Dr Bryan Caplan, in a forthcoming piece for Ethos (journal produced by the Singapore Civil Service College; this post is based on the version posted in his blog entry) presents the two puzzles about Singapore's political economy. First, despite unpopular economic policies the PAP has still been continuously re-elected; second, despite having Westminster-style democracy Singapore remains a one-party state.
The paper then explores three families of explanations (His assessments in brackets):
1. Singapore is not really a democracy (Wrong)
2. Singapore's voters are unusually economically literate. (Dubious)
3. Singapore's voters are unusually loyal, deferential, and/or resigned. (Fits Facts Well)
However the puzzles presented have been already tackled by other scholars. To cite the influential ones, Chua Beng Huat (Communitarian Ideology and Democracy, 1995), Paul Trocki (Wealth, Power and the Culture of Control, 2006), Yao Souchou (The State and the Culture of Excess, 2007). If we use the combination of Chua, Trocki and Yao, and these are full-length books with well-researched evidence, then we would have already arrived at 1: wrong, 2: dubious, but 3 would be wrong too. They show instead that Singapore's voters are consciously and rationally making a calculated choice to prefer economic growth over political liberalization. And there is choice; voters have thus repeatedly rejected Chee's SDP which emphasizes political liberalization and privatization and preferred Chiam's SPP and Low's WP because they emphasize greater redistribution of growth.
My main critique of Caplan's paper and his interpretation of the facts ("World Values Survey" results) is that it evaluates the Singapore voter with the yardstick of the contemporary Anglo-American voter. This comparison is simply untenable since Singapore is historically, culturally, geographically, etc., different. In any case, the Whigs ruled semi-democratic Britain (no full suffrage and lots of autocracy) as a one-party state from 1721 to 1770 (with one year of Tory rule in between). The Tories who took over in 1770 to 1782 didn't do much for democracy either, and lost the American colonies as a result, and a lot more can be said about the 1800s and that century of empire, industrialization (and class conflict) and liberalization in Britain.

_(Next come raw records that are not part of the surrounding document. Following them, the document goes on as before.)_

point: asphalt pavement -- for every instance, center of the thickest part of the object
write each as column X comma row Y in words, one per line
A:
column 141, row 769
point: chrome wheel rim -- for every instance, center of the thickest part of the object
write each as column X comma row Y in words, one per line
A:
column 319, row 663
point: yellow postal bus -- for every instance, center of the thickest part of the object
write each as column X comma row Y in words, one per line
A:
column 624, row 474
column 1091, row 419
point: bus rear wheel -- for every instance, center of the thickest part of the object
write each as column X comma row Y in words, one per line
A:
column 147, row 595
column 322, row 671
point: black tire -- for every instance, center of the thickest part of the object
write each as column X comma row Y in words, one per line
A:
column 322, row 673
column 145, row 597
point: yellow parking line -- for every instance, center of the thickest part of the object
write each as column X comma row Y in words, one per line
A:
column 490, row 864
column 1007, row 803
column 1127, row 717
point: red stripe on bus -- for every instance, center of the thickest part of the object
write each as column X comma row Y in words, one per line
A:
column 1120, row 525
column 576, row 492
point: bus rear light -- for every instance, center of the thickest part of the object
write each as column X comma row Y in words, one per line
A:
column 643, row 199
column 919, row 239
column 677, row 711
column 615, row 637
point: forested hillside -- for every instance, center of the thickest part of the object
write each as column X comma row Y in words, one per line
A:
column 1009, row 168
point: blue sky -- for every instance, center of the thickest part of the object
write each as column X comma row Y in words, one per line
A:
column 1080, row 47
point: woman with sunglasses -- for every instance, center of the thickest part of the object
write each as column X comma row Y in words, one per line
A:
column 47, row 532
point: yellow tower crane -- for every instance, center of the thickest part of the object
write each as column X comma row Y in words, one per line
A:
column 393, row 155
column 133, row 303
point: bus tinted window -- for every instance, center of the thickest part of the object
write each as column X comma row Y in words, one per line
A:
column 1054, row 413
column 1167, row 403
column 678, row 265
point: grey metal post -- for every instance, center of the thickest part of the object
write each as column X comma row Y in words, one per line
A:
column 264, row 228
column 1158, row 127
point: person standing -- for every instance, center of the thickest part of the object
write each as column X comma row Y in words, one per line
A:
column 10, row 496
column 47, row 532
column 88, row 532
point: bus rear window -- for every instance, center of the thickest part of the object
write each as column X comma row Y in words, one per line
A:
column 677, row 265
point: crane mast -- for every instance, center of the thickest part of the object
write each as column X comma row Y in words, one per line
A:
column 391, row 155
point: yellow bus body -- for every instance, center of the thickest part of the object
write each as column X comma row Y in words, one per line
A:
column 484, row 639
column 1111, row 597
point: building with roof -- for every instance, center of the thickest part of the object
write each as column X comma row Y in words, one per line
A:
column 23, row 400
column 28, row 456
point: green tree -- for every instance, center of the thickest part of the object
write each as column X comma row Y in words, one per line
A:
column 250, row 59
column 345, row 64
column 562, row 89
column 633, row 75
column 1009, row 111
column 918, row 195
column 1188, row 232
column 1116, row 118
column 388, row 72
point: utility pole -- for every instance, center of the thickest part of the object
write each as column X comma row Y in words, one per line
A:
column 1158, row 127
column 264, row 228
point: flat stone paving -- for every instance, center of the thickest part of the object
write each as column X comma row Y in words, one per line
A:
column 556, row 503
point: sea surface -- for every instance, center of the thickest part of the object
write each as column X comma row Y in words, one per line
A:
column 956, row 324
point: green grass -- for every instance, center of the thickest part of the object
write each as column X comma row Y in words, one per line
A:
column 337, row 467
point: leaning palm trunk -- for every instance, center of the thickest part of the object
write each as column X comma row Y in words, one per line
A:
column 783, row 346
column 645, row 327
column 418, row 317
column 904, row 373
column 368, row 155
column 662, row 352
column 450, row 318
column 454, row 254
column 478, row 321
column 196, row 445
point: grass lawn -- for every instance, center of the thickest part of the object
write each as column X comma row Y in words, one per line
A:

So really, anchoring the puzzle in so-called Westminster-style democracy is both ahistorical and ethnocentric. After all, we did not inherit a Westminster parliament, but a colonial version of it. Our founding fathers, and here I mean the whole gamut from David Marshall to Lee Kuan Yew to Lim Chin Siong, fought the British and each other for democratic, constitutional, republican government, and the outcome of this politics of decolonization is quite unique. Interestingly, the British, when they first colonized this region, thought the natives, i.e. "Malays", were "unusually loyal, deferential, and/or resigned" to their autocratic political leaders, or in their words, apathetic and fatalistic to their despotic rajas (see Frank Swettenham's "The Real Malay").
In conclusion, Caplan could have reviewed the existing literature more thoroughly as well as taken more cognizance of Singapore's cultural and social-historical context and processes.